**HOME LOAN PREDICTIONS**

**Executive summary**
1. Housing Finance company which provide home loans for the houses that are present across all urban, semiurban and rural areas for their valued customers.
2. The company validates the eligibility of loan after customer applies for the loan. However, it consumes lot of time for the manual validation of eligibility process.
3. Hence, the company wants to automate the loan elibility process based on the customer information and identify the factors/customer segments who are eligible for taking the loan.
4. As banks would give loans to only those customers who are eligible so that they can be assured of getting the money back.
5. Hence, the more accurate we are in predicting the eligible customers, the more beneficial it would be for the company.

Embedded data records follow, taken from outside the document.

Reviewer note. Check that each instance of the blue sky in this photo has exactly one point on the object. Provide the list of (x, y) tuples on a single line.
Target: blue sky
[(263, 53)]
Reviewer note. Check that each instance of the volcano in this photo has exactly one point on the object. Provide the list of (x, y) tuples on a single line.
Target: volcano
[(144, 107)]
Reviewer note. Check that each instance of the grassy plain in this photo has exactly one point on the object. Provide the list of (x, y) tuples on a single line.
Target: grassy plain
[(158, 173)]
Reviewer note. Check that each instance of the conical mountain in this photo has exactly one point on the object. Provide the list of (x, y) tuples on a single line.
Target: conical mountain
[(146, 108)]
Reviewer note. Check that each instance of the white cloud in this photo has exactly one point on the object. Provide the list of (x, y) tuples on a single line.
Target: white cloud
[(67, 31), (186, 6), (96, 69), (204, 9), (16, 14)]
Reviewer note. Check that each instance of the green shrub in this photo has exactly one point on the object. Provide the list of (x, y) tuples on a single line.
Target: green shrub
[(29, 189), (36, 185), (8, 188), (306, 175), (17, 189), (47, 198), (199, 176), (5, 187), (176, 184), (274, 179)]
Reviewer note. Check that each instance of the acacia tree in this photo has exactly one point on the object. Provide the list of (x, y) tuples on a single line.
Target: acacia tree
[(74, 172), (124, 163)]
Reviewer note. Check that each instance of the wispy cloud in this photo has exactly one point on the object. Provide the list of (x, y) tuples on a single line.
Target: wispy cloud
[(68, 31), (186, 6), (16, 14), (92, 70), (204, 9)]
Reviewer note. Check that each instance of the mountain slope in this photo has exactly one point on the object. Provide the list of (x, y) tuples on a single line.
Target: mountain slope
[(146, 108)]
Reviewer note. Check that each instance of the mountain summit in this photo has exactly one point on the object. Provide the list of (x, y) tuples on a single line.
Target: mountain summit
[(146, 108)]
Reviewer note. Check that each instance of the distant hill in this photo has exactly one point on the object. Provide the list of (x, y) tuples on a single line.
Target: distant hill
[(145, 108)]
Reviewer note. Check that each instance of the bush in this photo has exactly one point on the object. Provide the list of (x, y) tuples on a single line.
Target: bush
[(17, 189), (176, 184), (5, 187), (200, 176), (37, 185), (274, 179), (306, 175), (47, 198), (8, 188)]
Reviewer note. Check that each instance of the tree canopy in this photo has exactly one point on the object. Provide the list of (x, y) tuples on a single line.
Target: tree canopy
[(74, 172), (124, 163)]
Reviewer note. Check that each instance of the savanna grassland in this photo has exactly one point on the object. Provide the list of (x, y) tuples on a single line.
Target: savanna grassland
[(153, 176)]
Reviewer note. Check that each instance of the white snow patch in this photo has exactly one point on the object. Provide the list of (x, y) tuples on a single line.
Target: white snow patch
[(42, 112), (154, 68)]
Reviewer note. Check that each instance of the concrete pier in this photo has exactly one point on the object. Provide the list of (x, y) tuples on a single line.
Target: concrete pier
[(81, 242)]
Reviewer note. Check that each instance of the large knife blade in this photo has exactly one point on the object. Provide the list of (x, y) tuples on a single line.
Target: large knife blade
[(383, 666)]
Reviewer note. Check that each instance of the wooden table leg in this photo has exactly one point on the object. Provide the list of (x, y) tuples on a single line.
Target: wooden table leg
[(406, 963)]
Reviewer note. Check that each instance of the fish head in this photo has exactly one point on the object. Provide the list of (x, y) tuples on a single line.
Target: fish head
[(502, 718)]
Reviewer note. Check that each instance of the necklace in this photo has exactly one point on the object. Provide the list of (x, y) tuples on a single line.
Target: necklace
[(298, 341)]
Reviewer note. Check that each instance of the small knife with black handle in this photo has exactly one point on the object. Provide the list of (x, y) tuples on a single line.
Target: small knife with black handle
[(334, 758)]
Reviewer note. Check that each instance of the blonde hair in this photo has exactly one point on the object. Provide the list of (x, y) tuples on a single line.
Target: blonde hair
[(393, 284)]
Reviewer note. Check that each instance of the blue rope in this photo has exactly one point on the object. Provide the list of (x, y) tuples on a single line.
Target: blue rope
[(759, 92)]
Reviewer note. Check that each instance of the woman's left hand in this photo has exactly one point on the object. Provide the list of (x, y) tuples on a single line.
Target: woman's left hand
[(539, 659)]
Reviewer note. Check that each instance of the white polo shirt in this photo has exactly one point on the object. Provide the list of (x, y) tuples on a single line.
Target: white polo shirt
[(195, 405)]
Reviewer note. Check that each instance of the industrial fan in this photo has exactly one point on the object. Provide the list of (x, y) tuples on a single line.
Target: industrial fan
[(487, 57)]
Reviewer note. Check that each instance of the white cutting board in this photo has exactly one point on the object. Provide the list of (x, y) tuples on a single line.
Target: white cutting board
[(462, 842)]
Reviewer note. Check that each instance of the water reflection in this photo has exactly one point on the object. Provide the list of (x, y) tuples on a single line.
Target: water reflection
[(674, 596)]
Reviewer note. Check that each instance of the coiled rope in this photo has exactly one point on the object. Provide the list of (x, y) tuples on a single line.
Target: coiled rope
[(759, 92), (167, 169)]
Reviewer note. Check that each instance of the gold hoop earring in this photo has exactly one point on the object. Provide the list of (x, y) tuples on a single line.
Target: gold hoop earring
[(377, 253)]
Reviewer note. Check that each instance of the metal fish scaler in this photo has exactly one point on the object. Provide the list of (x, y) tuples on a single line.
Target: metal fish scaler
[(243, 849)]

**Detailed Overview of the Mortgage Approval & Funding Process: **
1.	Pre-Assessment Discussion (15 minute conversation)  
2.	Pre-Approval Kick-Off (takes us no more than 1 day)
3.	Opening a File (takes us no more than 1 day)
4.	Lender Underwriting (takes 1 - 7 days from our formal submission)
* Credit history - Your lender will want to make sure when you've borrowed money, you've paid it back
* Capital - Ensuring you’ve accumulated assets
* Collateral - When it comes to a mortgage, you're putting your house up as collateral
* Capacity - In short, capacity is debt servicing. For instance, your housing cost shouldn't exceed 30 per cent to 32 per cent of your gross income and all of your debts shouldn't exceed 40 per cent to 42 per cent of your gross income
* Character - It’s an evaluation of all four previous C's as well as subjective and objective things such as how long have you been in your job, what type of job you have and how long you have lived in your current residence.
5.	Conditional Commitment Processing (takes 2 - 4 days from lender approval)
6.	Pre-Closing (takes 7 - 10 days from 'file complete')
7.	Closing (typically by noon on the funding/possession date)


**Problem Statement**
1. Company wants to automate the loan eligibility process (real time) based on customer detail provided while filling online application form. 
2. These details are Gender, Marital Status, Education, Number of Dependents, Income, Loan Amount, Credit History and others.
3. To automate this process, the company has given us a problem to identify the customer segments, those are eligible for loan amount so that they can specifically target these customers. Here, we have been provided a partial data set for further analysis.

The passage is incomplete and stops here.